Jungdesigner Eric Greven reiste für sein Bachelorprojekt in den Libanon um die Flüchtlingssituation vor Ort zu dokumentieren. Seine Beobachtungen hält er in einem Buch sowie einer Fotoserie fest.

Designabsolvent Eric Greven ist für sein Abschlussprojekt „Entkommen“ in den Libanon gereist, um die aktuelle Lebenssituation vor Ort zu erleben und zu dokumentieren. Dabei ging es insbesondere um Probleme von Flüchtlingen sowie Probleme mit Flüchtlingen im Libanon. Sein Projekt entstand im Rahmen einer Kooperation mit der Hilfsorganisation IN VIA, die ihm seine Reise finanziert hat. Als Gegenleistung hat Eric selbst vor Ort für IN VIA gearbeitet. Das dabei entstandene Bachelorprojekt basiert auf der Arbeit für IN VIA und seinen eigenen Eindrücken und Aufnahmen. Ziel der Arbeit war es, ein Gesamtbild der Flüchtlingssituation im Libanon zu erstellen. Ergebnis dieser Dokumentation ist pures Chaos und ein Paradebeispiel dafür, wie der Umgang mit Flüchtlingen schief gehen kann. Im Libanon leben ca. 4.5 Millionen Menschen und es wurden ca. 2 Millionen Flüchtlinge aufgenommen - diese Zahlen stehen in keinerlei Relation mehr zueinander und das Land kann die Menge an Flüchtlingen nicht stemmen: „Ich weiß immer noch nicht ganz, was ich von der Situation vor Ort halten soll, ich bin mit meiner sehr liberalen und optimistischen Stimmung zu der Thematik hingereist und dachte ich würde darin gestärkt werden. Vor Ort musste ich dann jedoch feststellen, wie chaotisch es tatsächlich zugeht und wie die Handhabung dieser problematischen Situation scheitern kann. Das war für mich ein sehr unangenehmes und ernüchterndes Gefühl“, berichtet der Absolvent von seinen Erfahrungen.

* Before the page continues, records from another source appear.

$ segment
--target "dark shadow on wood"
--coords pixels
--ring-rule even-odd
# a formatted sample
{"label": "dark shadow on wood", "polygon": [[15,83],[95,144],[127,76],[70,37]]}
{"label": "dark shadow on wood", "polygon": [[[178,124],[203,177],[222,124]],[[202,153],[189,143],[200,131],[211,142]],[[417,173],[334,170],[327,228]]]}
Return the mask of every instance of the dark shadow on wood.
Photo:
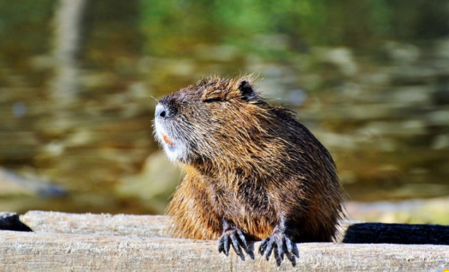
{"label": "dark shadow on wood", "polygon": [[350,244],[449,245],[449,226],[362,223],[347,228]]}
{"label": "dark shadow on wood", "polygon": [[33,231],[13,212],[0,212],[0,231]]}

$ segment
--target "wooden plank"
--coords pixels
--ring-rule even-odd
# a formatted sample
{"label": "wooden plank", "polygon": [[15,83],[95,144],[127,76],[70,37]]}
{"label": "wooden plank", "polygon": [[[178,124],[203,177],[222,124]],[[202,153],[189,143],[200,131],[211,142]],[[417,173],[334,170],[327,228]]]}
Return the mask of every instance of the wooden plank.
{"label": "wooden plank", "polygon": [[170,218],[31,211],[21,215],[20,221],[36,233],[168,237]]}
{"label": "wooden plank", "polygon": [[[169,237],[170,219],[163,216],[32,211],[20,221],[38,233]],[[345,243],[449,245],[449,226],[343,221],[337,237]]]}
{"label": "wooden plank", "polygon": [[[258,248],[260,242],[254,244]],[[449,266],[449,246],[297,244],[295,267],[274,260],[229,257],[216,241],[0,231],[0,264],[8,271],[422,271]]]}

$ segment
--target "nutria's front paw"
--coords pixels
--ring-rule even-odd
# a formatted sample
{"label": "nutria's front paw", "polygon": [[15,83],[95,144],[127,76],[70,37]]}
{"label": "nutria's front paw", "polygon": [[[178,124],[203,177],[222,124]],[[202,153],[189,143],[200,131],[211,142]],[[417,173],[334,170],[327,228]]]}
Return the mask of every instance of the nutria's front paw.
{"label": "nutria's front paw", "polygon": [[240,256],[242,260],[245,260],[245,257],[242,253],[241,249],[254,259],[254,254],[246,242],[245,233],[238,228],[232,228],[223,232],[223,234],[218,240],[218,252],[223,252],[226,256],[229,254],[229,249],[232,245],[234,250],[237,255]]}
{"label": "nutria's front paw", "polygon": [[261,255],[265,255],[267,261],[269,260],[272,252],[274,251],[274,255],[276,259],[276,264],[278,266],[283,261],[283,255],[292,262],[293,266],[296,265],[296,257],[300,257],[296,245],[292,242],[291,239],[283,232],[279,231],[272,234],[271,236],[264,240],[259,247],[259,252]]}

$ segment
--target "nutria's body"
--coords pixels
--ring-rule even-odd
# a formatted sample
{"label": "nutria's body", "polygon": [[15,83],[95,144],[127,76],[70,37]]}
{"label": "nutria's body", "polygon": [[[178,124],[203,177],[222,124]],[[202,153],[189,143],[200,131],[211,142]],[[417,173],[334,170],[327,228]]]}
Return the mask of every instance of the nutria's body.
{"label": "nutria's body", "polygon": [[278,264],[284,253],[294,261],[292,242],[332,240],[343,197],[330,155],[250,79],[206,79],[165,96],[155,127],[186,173],[168,212],[175,237],[220,239],[227,254],[265,239],[260,252],[274,249]]}

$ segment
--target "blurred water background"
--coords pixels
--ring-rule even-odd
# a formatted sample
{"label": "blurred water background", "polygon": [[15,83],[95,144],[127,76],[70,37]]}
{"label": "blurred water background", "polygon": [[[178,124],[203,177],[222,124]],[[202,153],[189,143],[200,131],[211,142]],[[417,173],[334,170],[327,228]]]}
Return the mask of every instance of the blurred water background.
{"label": "blurred water background", "polygon": [[163,213],[163,95],[255,73],[361,220],[449,224],[449,1],[0,2],[0,210]]}

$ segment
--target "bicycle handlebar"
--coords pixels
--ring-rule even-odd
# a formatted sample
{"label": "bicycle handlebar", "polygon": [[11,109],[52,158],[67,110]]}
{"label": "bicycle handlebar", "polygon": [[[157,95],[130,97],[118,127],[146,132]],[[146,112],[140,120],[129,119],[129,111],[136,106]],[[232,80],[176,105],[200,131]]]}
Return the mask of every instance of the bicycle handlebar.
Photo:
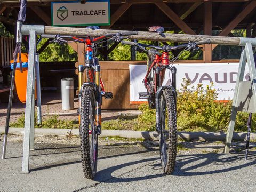
{"label": "bicycle handlebar", "polygon": [[[105,35],[102,35],[100,37],[94,38],[92,40],[92,42],[93,43],[97,43],[105,38],[108,38],[108,37],[112,37],[118,36],[125,36],[134,35],[137,34],[138,34],[138,32],[136,31],[124,31],[124,32],[120,32],[120,33],[117,33],[115,34],[106,34]],[[60,38],[70,39],[74,39],[74,37],[73,36],[59,35],[43,34],[43,35],[41,35],[41,37],[43,38],[50,38],[50,39],[55,39],[57,38],[59,38],[59,39]],[[61,41],[61,39],[60,40]],[[84,42],[84,41],[82,41],[82,42]]]}
{"label": "bicycle handlebar", "polygon": [[170,45],[164,45],[163,46],[155,46],[155,45],[150,45],[145,44],[142,43],[139,43],[137,42],[133,42],[128,41],[122,41],[121,42],[122,44],[129,45],[131,46],[142,46],[145,47],[149,47],[149,48],[153,48],[159,50],[164,50],[164,51],[172,51],[174,50],[177,50],[182,48],[186,48],[187,46],[189,46],[190,45],[193,45],[194,43],[196,45],[199,45],[202,44],[210,44],[211,41],[210,40],[205,40],[202,41],[200,42],[197,42],[195,43],[189,43],[185,44],[179,45],[177,46],[170,46]]}

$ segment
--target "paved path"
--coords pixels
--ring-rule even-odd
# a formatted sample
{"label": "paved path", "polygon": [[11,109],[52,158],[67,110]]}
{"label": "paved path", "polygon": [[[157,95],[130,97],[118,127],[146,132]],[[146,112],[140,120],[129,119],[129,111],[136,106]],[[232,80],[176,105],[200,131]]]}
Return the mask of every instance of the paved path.
{"label": "paved path", "polygon": [[[56,142],[63,139],[52,138]],[[47,144],[49,141],[40,138],[36,141],[28,174],[20,172],[22,143],[9,143],[7,159],[0,159],[1,191],[256,190],[255,151],[245,161],[244,151],[223,154],[222,143],[183,142],[186,148],[179,151],[173,173],[166,175],[161,167],[156,143],[101,141],[98,172],[92,181],[83,177],[79,146]]]}

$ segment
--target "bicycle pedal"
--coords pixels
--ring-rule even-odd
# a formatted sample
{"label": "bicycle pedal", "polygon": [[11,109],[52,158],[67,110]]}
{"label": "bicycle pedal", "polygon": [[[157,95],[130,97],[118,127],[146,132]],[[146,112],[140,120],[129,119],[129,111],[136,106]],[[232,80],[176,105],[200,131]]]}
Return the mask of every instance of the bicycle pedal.
{"label": "bicycle pedal", "polygon": [[97,126],[97,127],[96,127],[96,130],[97,132],[97,134],[98,135],[101,134],[101,127],[100,126]]}
{"label": "bicycle pedal", "polygon": [[149,95],[147,92],[140,92],[139,93],[140,99],[149,99]]}
{"label": "bicycle pedal", "polygon": [[112,92],[104,92],[103,95],[106,99],[111,99],[113,98],[113,93]]}

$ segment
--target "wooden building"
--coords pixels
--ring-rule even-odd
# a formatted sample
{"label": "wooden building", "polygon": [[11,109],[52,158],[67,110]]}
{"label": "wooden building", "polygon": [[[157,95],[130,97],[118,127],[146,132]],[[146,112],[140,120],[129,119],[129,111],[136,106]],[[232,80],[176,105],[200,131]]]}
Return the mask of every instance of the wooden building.
{"label": "wooden building", "polygon": [[[51,2],[65,1],[27,0],[26,23],[51,25]],[[18,0],[0,1],[0,22],[12,33],[19,9]],[[222,36],[234,36],[233,29],[246,29],[247,37],[256,37],[256,0],[110,0],[110,25],[102,26],[102,29],[146,31],[150,26],[162,26],[166,30],[183,31],[188,34],[213,35],[212,31],[217,30],[219,33],[216,35]],[[78,53],[76,65],[83,64],[83,45],[73,43],[70,45]],[[102,51],[105,59],[117,44],[113,46],[110,50]],[[212,52],[216,47],[217,45],[205,45],[203,60],[198,62],[215,62],[212,58]],[[123,62],[119,63],[124,67]],[[108,71],[113,71],[107,65],[102,65],[103,70],[107,71],[108,68]],[[104,77],[106,74],[103,75],[108,82]],[[125,104],[122,105],[114,108],[123,108]],[[134,107],[137,106],[125,108]]]}

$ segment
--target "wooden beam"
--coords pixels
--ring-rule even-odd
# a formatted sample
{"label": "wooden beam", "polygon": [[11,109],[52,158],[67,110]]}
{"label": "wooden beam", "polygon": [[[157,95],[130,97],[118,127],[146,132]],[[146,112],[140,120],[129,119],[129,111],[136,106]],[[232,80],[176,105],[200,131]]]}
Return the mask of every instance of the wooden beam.
{"label": "wooden beam", "polygon": [[196,33],[172,10],[164,3],[155,3],[157,7],[164,13],[180,29],[187,34]]}
{"label": "wooden beam", "polygon": [[192,6],[191,6],[184,13],[182,14],[181,16],[180,16],[180,18],[181,20],[184,20],[191,13],[192,13],[194,11],[195,11],[196,8],[197,8],[202,2],[195,2],[194,3]]}
{"label": "wooden beam", "polygon": [[116,48],[116,47],[117,46],[117,45],[119,45],[119,43],[120,43],[120,42],[115,42],[115,43],[112,45],[112,46],[111,46],[111,47],[110,47],[110,48],[108,50],[108,52],[107,52],[108,55],[109,53],[110,53],[112,52],[112,51],[113,51],[114,49],[115,48]]}
{"label": "wooden beam", "polygon": [[38,50],[36,52],[37,53],[41,53],[45,49],[45,48],[47,47],[48,45],[49,44],[49,42],[52,40],[51,39],[48,39],[47,41],[44,43],[43,45],[41,46],[41,47],[38,49]]}
{"label": "wooden beam", "polygon": [[101,27],[102,29],[108,29],[116,22],[116,21],[124,14],[125,11],[132,5],[132,3],[124,3],[118,8],[116,12],[111,15],[110,25]]}
{"label": "wooden beam", "polygon": [[[90,37],[99,37],[107,33],[121,33],[118,30],[98,29],[91,30],[83,28],[44,26],[45,34],[60,34],[84,36],[84,34]],[[188,35],[182,34],[164,33],[162,36],[157,33],[138,31],[138,35],[127,36],[131,39],[148,40],[155,41],[173,41],[187,43],[189,41],[196,42],[201,41],[210,40],[212,44],[227,45],[239,45],[240,39],[238,37],[219,37],[210,35]],[[254,44],[253,43],[253,46]]]}
{"label": "wooden beam", "polygon": [[0,16],[0,22],[11,25],[16,25],[16,20],[12,19],[7,18],[4,16]]}
{"label": "wooden beam", "polygon": [[[207,2],[204,3],[204,33],[205,35],[212,35],[212,3]],[[206,44],[204,50],[204,61],[205,63],[212,62],[212,45]]]}
{"label": "wooden beam", "polygon": [[48,14],[45,13],[45,12],[39,6],[31,6],[30,8],[33,10],[33,11],[39,16],[41,19],[44,21],[47,25],[51,26],[52,25],[52,20],[51,18]]}
{"label": "wooden beam", "polygon": [[[252,1],[220,33],[218,36],[228,35],[255,7],[256,7],[256,1]],[[217,45],[212,45],[212,50],[217,46]]]}
{"label": "wooden beam", "polygon": [[6,9],[6,7],[2,7],[1,9],[0,9],[0,15],[2,14],[2,13],[3,13],[3,12],[4,11],[5,11]]}
{"label": "wooden beam", "polygon": [[252,37],[255,38],[256,37],[256,25],[255,25],[252,28]]}
{"label": "wooden beam", "polygon": [[[188,2],[205,2],[209,0],[164,0],[166,3],[188,3]],[[213,2],[246,2],[250,0],[211,0]],[[254,0],[253,0],[254,1]],[[65,2],[70,0],[27,0],[28,5],[30,3],[48,3],[51,2]],[[137,4],[154,3],[155,2],[163,2],[163,0],[125,0],[126,3],[132,3]],[[2,0],[1,2],[4,4],[15,3],[18,4],[20,0]],[[111,4],[123,3],[124,0],[111,0]]]}
{"label": "wooden beam", "polygon": [[77,53],[77,43],[76,42],[68,43],[68,45],[71,46],[72,49]]}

Der Schwerpunkt seiner Dokumentation lag auf Flüchtlingen mit Flüchtlingshintergrund, wie beispielsweise Armeniern, die zunächst nach Syrien flüchten mussten, um dann erneut fliehen zu müssen. Erics Gesamteindruck ist, dass der Libanon eine solche Menge an Menschen nicht mit positiven Effekten aufnehmen kann. Daraus entstanden ist eine umfangreiche Präsentation des Jungdesigners, die er in einem eindrucksvollen Buch und einer ausdrucksstarken Fotoreihe festhält. Die Fotos sind auf Alu-Dibond aufgezogen und werden hinter Acrylglas präsentiert, so bleibt eine hohe Qualität und Langlebigkeit sichergestellt. Das Projekt ist weniger mit dem Ziel der Aufklärung entstanden, als mit der Intention des bloßen Aufzeigens und Dokumentierens einer Situation, die von vielen völlig falsch eingeschätzt wird. Neben Eindrücken von der Reise, verschiedenen Textteilen, Tagebucheinträgen, emotionalen Bildern, unveränderten Interviews und reinen Informationstexten, sind persönliche Geschichten von Schulkindern ein Teil der Gesamtpräsentation. Es zeigt sich deutlich, dass Eric seine Reise innerhalb und durch sein Projekt verarbeitet. Es ging ihm darum, zu nehmen was kommt, um so gut es geht zeigen zu können, wie die Realität aussieht. Erst wenn man tatsächlich Teil der Situation wird, sieht man das Ausmaß eines Problems und seiner Auswirkungen - genau das hat Eric Greven erlebt. An diesem lässt er die Betrachter teilnehmen und gewährt somit authentische und weitestgehend objektive Einblicke in ein Leben, welches uns trotz reicher Berichterstattung noch sehr fern ist.